AI-Trained Vehicles Can Adjust to Extreme Turbulence on the Fly

Researchers at Caltech took an important step toward using reinforcement learning to adaptively learn how turbulent wind can change over time, and then uses that knowledge to control a UAV based on what it is experiencing in real time.

California Institute of Technology, Pasadena, CA

In nature, flying animals sense coming changes in their surroundings, including the onset of sudden turbulence, and quickly adjust to stay safe. Engineers who design aircraft would like to give their vehicles the same ability to predict incoming disturbances and respond appropriately. Indeed, disasters such as the fatal Singapore Airlines flight this past May in which more than 100 passengers were injured after the plane encountered severe turbulence, could be avoided if aircraft had such automatic sensing and prediction capabilities combined with mechanisms to stabilize the vehicle.

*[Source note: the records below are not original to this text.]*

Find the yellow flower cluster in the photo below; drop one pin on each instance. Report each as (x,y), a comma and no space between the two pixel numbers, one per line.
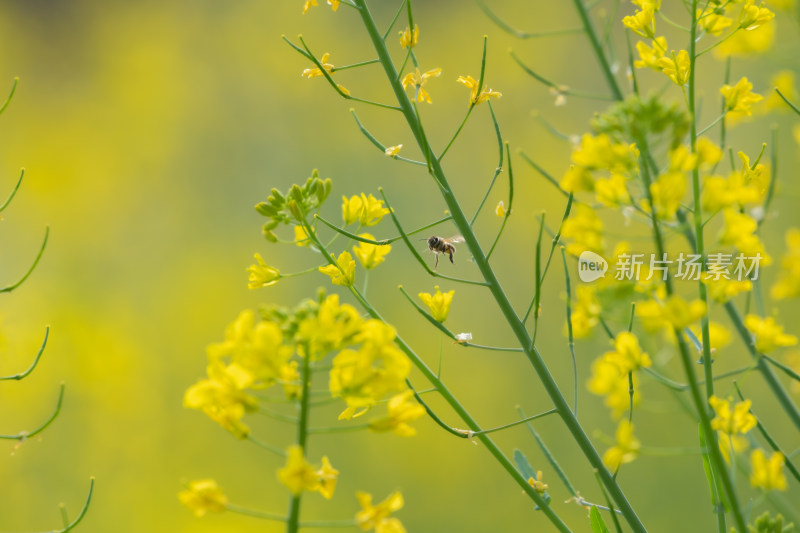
(298,475)
(610,372)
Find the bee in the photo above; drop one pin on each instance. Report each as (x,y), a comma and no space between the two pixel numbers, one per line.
(438,245)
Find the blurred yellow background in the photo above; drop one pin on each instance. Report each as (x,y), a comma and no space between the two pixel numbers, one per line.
(149,130)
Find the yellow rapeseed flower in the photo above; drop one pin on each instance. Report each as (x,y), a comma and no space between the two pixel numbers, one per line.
(343,272)
(677,67)
(628,354)
(315,71)
(753,16)
(767,474)
(626,449)
(740,98)
(768,334)
(392,151)
(202,496)
(408,39)
(732,422)
(377,516)
(475,98)
(642,22)
(418,80)
(298,474)
(438,303)
(370,255)
(712,22)
(262,275)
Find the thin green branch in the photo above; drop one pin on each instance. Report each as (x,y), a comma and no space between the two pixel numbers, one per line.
(23,435)
(83,512)
(794,107)
(560,88)
(520,34)
(23,375)
(9,288)
(508,210)
(13,191)
(379,144)
(415,253)
(570,338)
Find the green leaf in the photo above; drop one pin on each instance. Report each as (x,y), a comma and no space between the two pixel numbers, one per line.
(523,465)
(596,521)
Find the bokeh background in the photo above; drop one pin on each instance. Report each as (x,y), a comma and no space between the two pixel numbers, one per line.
(150,129)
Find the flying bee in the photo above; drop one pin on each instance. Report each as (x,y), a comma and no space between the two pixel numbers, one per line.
(438,245)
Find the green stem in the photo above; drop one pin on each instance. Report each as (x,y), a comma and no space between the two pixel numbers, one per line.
(24,374)
(448,396)
(518,328)
(293,522)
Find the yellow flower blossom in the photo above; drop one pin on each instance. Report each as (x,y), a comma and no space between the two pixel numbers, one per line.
(202,496)
(475,98)
(327,476)
(736,422)
(712,22)
(343,272)
(650,57)
(438,303)
(628,354)
(585,229)
(392,151)
(767,474)
(418,80)
(402,409)
(298,474)
(667,191)
(262,275)
(768,334)
(221,400)
(677,67)
(315,71)
(301,237)
(740,98)
(377,516)
(753,16)
(785,83)
(367,210)
(586,311)
(788,283)
(745,43)
(626,449)
(333,327)
(610,381)
(612,191)
(367,374)
(308,5)
(723,290)
(370,255)
(642,22)
(409,39)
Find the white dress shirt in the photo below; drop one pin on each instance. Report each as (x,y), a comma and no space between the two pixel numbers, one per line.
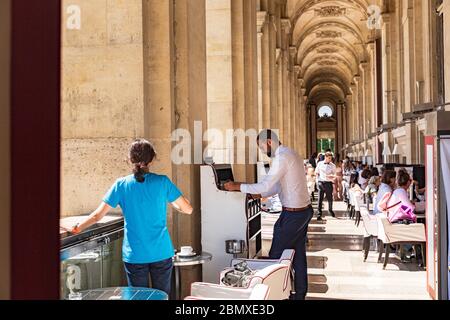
(286,177)
(324,170)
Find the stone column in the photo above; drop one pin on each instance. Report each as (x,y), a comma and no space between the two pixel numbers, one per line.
(355,88)
(293,74)
(280,93)
(366,106)
(263,73)
(5,149)
(219,76)
(102,100)
(408,59)
(313,134)
(350,112)
(304,128)
(345,122)
(273,77)
(446,13)
(190,106)
(244,70)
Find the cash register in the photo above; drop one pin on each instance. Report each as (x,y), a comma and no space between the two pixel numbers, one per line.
(226,216)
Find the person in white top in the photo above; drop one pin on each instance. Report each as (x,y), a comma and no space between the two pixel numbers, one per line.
(326,173)
(287,178)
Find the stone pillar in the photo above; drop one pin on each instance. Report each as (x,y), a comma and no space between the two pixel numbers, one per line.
(390,53)
(280,93)
(408,59)
(356,107)
(344,125)
(366,107)
(304,128)
(340,125)
(273,76)
(102,100)
(263,72)
(219,76)
(446,13)
(293,74)
(244,70)
(350,113)
(313,135)
(190,106)
(5,149)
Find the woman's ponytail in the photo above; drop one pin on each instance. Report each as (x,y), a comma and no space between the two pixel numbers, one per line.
(142,154)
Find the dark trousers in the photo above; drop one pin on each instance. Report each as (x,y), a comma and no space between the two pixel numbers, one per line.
(290,232)
(159,272)
(325,188)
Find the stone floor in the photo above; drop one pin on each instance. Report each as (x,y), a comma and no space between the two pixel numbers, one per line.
(337,271)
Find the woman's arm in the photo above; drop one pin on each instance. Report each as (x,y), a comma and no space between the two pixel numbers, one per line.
(183,205)
(93,218)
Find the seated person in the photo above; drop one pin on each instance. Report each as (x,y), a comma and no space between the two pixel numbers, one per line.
(364,178)
(400,195)
(372,188)
(311,180)
(388,183)
(354,185)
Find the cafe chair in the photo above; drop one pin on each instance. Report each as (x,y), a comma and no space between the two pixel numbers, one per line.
(399,234)
(274,273)
(370,224)
(209,291)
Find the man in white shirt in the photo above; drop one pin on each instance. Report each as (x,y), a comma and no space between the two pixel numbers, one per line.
(286,178)
(326,173)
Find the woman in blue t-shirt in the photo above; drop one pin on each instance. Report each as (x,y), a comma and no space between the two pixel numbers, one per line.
(143,196)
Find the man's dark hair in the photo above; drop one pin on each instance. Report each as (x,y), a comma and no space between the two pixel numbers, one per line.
(388,175)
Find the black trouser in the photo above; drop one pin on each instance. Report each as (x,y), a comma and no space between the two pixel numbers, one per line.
(290,232)
(325,188)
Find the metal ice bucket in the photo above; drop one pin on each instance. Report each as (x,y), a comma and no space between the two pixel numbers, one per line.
(235,246)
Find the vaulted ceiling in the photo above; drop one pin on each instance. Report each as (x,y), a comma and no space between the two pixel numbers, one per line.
(331,37)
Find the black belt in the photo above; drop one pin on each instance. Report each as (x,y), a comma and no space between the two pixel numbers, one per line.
(297,209)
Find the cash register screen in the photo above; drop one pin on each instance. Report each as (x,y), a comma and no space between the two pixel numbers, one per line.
(224,175)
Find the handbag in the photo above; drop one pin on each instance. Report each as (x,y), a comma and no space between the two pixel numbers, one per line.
(403,214)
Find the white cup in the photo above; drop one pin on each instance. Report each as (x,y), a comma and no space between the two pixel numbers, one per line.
(185,251)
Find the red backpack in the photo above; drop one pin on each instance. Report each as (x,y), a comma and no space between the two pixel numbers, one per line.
(401,214)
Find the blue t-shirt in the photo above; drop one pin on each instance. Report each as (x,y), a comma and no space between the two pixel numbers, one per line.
(144,207)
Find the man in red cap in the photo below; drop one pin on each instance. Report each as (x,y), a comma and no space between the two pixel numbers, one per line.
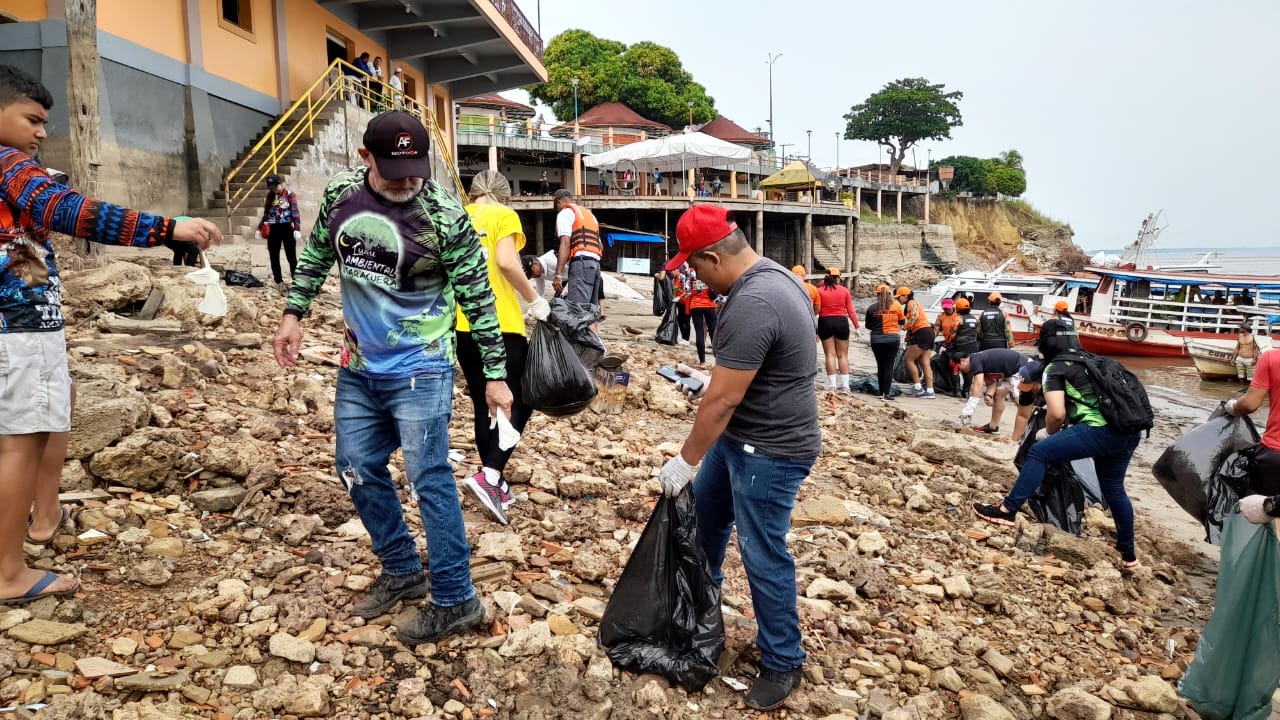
(755,432)
(406,251)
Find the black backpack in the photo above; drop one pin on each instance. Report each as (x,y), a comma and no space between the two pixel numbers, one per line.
(1121,397)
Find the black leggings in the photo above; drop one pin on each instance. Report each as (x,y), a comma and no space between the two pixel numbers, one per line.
(704,327)
(280,235)
(472,369)
(885,352)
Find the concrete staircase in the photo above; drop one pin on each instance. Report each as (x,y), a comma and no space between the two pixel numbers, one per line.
(240,224)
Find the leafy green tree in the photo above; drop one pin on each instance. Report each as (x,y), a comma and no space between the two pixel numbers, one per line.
(647,77)
(1008,181)
(904,113)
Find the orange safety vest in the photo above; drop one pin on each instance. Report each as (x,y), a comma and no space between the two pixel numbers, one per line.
(586,233)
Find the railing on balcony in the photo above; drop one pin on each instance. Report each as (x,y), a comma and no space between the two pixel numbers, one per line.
(521,24)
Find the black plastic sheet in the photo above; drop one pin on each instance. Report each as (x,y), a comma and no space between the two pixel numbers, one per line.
(1189,468)
(664,614)
(662,292)
(554,382)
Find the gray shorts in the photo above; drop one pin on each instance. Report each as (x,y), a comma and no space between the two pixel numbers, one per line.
(581,281)
(35,384)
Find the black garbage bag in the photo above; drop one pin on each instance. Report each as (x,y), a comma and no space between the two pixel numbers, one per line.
(575,320)
(1189,468)
(554,382)
(662,292)
(668,329)
(241,279)
(664,614)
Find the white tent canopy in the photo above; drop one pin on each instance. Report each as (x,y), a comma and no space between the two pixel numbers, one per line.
(671,154)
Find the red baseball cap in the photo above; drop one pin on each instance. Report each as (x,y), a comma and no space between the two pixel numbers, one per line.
(700,227)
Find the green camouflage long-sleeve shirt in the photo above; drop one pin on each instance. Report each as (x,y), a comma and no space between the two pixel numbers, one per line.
(402,268)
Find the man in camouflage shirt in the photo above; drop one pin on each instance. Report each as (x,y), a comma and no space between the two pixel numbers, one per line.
(406,253)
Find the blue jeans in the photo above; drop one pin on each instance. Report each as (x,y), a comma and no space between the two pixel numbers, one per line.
(1110,452)
(755,492)
(373,418)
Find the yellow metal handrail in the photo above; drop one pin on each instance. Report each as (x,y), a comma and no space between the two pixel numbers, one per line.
(339,81)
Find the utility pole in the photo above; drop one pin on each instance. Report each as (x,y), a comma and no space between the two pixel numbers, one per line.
(82,100)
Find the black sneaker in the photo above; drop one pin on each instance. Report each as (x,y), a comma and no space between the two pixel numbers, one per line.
(434,623)
(993,514)
(772,688)
(389,589)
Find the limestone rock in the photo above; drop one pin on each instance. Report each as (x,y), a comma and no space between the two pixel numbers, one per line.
(983,707)
(1075,703)
(110,287)
(144,460)
(105,411)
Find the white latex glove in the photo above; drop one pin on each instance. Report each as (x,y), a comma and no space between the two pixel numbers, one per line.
(539,309)
(691,373)
(1252,509)
(675,475)
(507,434)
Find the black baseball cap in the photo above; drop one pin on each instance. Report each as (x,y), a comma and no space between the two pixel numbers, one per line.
(400,145)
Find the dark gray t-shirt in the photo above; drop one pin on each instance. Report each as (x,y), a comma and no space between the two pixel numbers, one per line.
(767,326)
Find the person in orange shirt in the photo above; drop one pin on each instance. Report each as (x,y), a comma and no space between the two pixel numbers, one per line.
(835,313)
(885,320)
(702,311)
(919,343)
(813,290)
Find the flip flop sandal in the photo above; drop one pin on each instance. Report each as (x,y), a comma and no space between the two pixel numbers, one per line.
(62,523)
(36,591)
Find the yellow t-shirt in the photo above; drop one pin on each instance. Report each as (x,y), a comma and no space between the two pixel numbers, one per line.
(493,223)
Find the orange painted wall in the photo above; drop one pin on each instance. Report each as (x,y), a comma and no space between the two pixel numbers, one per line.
(228,54)
(27,9)
(163,31)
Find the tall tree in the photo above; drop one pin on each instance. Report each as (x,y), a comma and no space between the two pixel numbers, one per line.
(904,113)
(647,77)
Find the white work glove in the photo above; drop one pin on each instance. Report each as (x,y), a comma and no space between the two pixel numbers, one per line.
(539,309)
(1252,509)
(507,434)
(675,475)
(691,373)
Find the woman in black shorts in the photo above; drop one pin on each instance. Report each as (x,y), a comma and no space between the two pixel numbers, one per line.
(835,313)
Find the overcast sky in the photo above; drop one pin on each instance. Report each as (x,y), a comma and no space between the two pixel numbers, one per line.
(1119,106)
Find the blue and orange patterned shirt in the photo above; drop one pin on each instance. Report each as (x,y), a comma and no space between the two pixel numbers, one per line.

Now a team of researchers from Caltech's Center for Autonomous Systems and Technologies (CAST) and NVIDIA has taken an important step toward such capabilities. In a new paper published in the journal NPJ Robotics, the team describes a control strategy they have developed for unmanned aerial vehicles, or UAVs, called FALCON (Fourier Adaptive Learning and CONtrol). The strategy uses reinforcement learning, a form of artificial intelligence, to adaptively learn how turbulent wind can change over time and then uses that knowledge to control a UAV based on what it is experiencing in real time.